The tariff acts deal with the trade and commerce of this country. They are produced by congress upon elaborate and exhaustive investigations into the condition of that trade and commerce, and in full familiarity, we must assume, with the terms used in such trade and commerce. It is therefore a rule which has been laid down by the supreme court, in repeated decisions, that descriptive terms applied to articles of commerce shall be understood according to the acceptation given to them by commercial men in our own ports at the time of the passage of the act in which they are found. It matters not, therefore, here what may be the ordinary meaning of the words “imitation jewelry,” or the ordinary meaning of the words “jewelry of all kinds,” if you arrive at the conclusion, from the testimony introduced before you, that those words have in the trade and commerce of this country acquired a distinct meaning different from their ordinary meaning.

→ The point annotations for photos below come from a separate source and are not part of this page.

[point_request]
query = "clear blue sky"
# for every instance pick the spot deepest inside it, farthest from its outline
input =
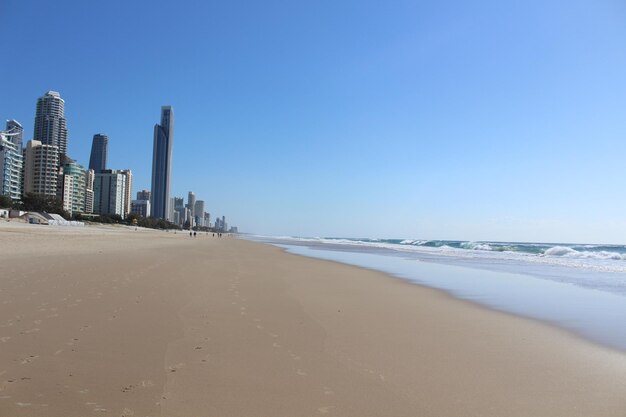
(494, 120)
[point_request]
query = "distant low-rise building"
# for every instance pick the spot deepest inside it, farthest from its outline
(110, 192)
(89, 180)
(41, 168)
(72, 187)
(11, 160)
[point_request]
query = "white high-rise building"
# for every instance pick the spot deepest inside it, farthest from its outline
(109, 191)
(199, 213)
(11, 160)
(41, 168)
(50, 124)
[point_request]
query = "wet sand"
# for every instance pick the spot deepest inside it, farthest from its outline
(116, 322)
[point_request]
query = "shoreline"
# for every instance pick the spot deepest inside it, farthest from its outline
(474, 304)
(162, 324)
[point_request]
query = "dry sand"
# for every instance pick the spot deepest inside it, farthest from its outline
(117, 322)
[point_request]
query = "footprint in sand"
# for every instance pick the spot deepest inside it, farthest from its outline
(325, 409)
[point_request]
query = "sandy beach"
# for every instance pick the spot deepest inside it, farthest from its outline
(113, 321)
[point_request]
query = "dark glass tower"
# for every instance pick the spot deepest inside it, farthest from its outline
(162, 164)
(50, 125)
(98, 158)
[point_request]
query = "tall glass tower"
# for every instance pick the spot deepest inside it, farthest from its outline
(98, 158)
(162, 164)
(50, 124)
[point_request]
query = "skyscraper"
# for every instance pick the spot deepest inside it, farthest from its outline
(162, 164)
(41, 168)
(98, 158)
(16, 133)
(143, 195)
(199, 213)
(11, 160)
(90, 177)
(50, 124)
(129, 186)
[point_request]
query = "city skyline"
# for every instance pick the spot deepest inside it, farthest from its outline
(99, 149)
(418, 120)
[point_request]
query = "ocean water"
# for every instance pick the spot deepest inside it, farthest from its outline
(579, 287)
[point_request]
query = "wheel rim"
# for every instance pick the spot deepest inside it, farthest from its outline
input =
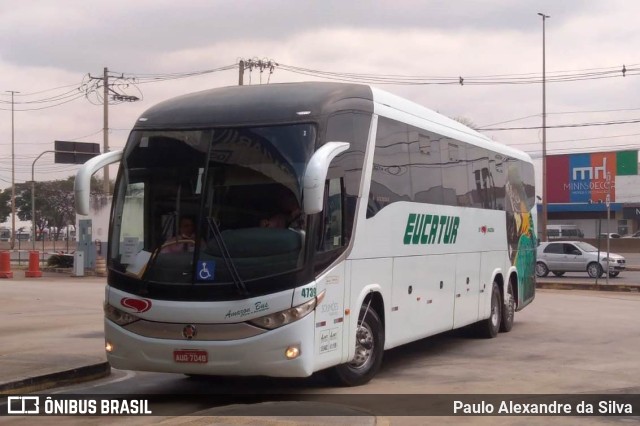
(495, 312)
(510, 306)
(364, 348)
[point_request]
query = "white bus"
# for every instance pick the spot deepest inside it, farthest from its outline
(332, 221)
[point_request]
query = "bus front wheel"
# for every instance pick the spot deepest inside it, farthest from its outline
(369, 348)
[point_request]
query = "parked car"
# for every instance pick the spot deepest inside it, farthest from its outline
(559, 257)
(611, 235)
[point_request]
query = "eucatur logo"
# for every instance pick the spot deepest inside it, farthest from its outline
(484, 229)
(138, 305)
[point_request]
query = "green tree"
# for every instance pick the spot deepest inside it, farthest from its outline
(5, 204)
(54, 203)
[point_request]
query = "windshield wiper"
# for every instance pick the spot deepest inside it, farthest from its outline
(228, 260)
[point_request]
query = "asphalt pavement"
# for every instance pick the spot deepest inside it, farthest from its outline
(51, 328)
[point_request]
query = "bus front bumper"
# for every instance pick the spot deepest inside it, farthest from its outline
(262, 355)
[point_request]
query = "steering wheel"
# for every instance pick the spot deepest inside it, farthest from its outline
(174, 242)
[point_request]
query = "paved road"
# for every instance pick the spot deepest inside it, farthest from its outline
(625, 277)
(565, 342)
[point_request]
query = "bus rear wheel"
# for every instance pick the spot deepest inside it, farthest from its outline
(369, 349)
(508, 310)
(490, 327)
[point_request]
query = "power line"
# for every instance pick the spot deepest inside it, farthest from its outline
(529, 78)
(562, 126)
(558, 113)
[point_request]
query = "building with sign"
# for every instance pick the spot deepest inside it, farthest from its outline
(580, 186)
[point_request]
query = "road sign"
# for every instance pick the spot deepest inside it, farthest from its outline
(75, 152)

If they have acquired such meaning, and these goods are not within the scope of that meaning, then they cannot be considered as jewelry, although, were it not for that custom of trade and system of trade nomenclature, they might be so considered. You perceive, therefore, that you will have to determine, from the evidence before you, first, whether there was any general, well-known, wide-spread meaning in trade and commerce—that is, in the trade and commerce that dealt in articles of jewelry and articles of this kind—which gave to the word “jewelry” a meaning different from what it had in ordinary language. If you arrive at the conclusion that there; was some special trade definition of the word “jewelry,” that dealers in the article always used it as meaning a particular kind of goods, then I charge you that congress must be assumed to have legislated with knowledge of that meaning, and that the word, is used in the act in the same sense in which it is used in the trade. If you arrive at the conclusion that there is an existing trade meaning, you are then to determine whether 712these articles, or any of them or all of them, are or are not within the definition of the word “jewelry “as you find it in the trade.
The jury found a verdict for the plaintiffs for $8200.20 principal, $44.11 interest from, the date of each payment; total, $244.31.